For the last five years, Massey’s NON-CHE has focused on Petersburg, Richmond and Emporia. The new grant provides $124,300 per year for two years to expand these outreach efforts into communities located around the East End of Richmond and Lawrenceville. Katelyn Schifano, Massey’s NON-CHE since 2014, will lead these efforts.
“When we initially applied for funding five years ago we completed a large needs assessment of the Crater Health District, which encompasses Petersburg, and we realized that the needs we identified aligned well with the goals of the NON-CHE program,” says Debbie Cadet, Ph.D., program director at Massey. “We set out creating partnerships and implementing programs we felt would make a difference in the health of the community, and I believe we can replicate in other communities some of the positive results we have achieved in Petersburg.”
In the last five years, health rankings in Petersburg have increased, with Petersburg moving up two spots in the Robert Wood Johnson Foundation County health rankings. While this improvement cannot be solely and directly contributed to the NON-CHE’s efforts, increased partnerships among community organizations appear to be having positive effects on the health of the city.

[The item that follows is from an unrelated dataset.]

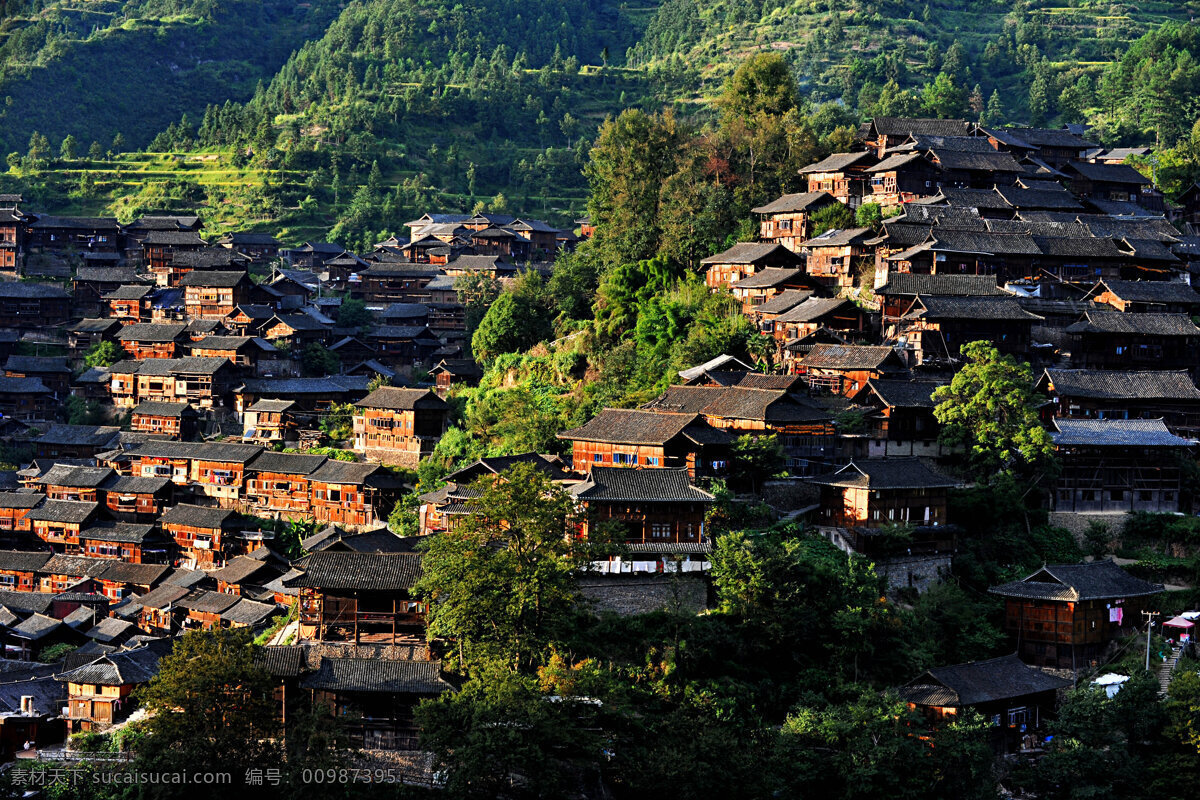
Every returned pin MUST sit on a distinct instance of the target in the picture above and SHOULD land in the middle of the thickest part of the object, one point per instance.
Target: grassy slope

“We have initiated a variety of programs and initiatives designed to improve community health, but one we plan to replicate is our Breast Health Research Champion program,” says Schifano. “This program trains breast cancer survivors, caregivers and other cancer advocates to motivate women within their own social circles to be screened for breast cancer, increase their understanding of cancer clinical research and bio-specimen collection, and increase awareness of local and national cancer resources in their community.”
Since the Breast Health Research Champion (BHRC) program’s inception, 23 trained BRHCs have provided current, evidence-based information about breast health, clinical trials and tissue donation to more than 2000 men and women. Using existing partnerships with Massey’s Cancer Research and Resource Center in Lawrenceville, the Susan G. Komen Foundation, the Sister's Network of Virginia and the Richmond City Health District, the BHRC program will be adapted to focus on specific needs identified in Lawrenceville and Richmond’s East End.
“Our success depends on how well we listen to the needs of each community and engage other organizations already working to make a difference,” says Schifano. “We plan to develop community advisory boards and solicit input from our partners in order to ensure that we are establishing a foundation for sustainable and ongoing community education.”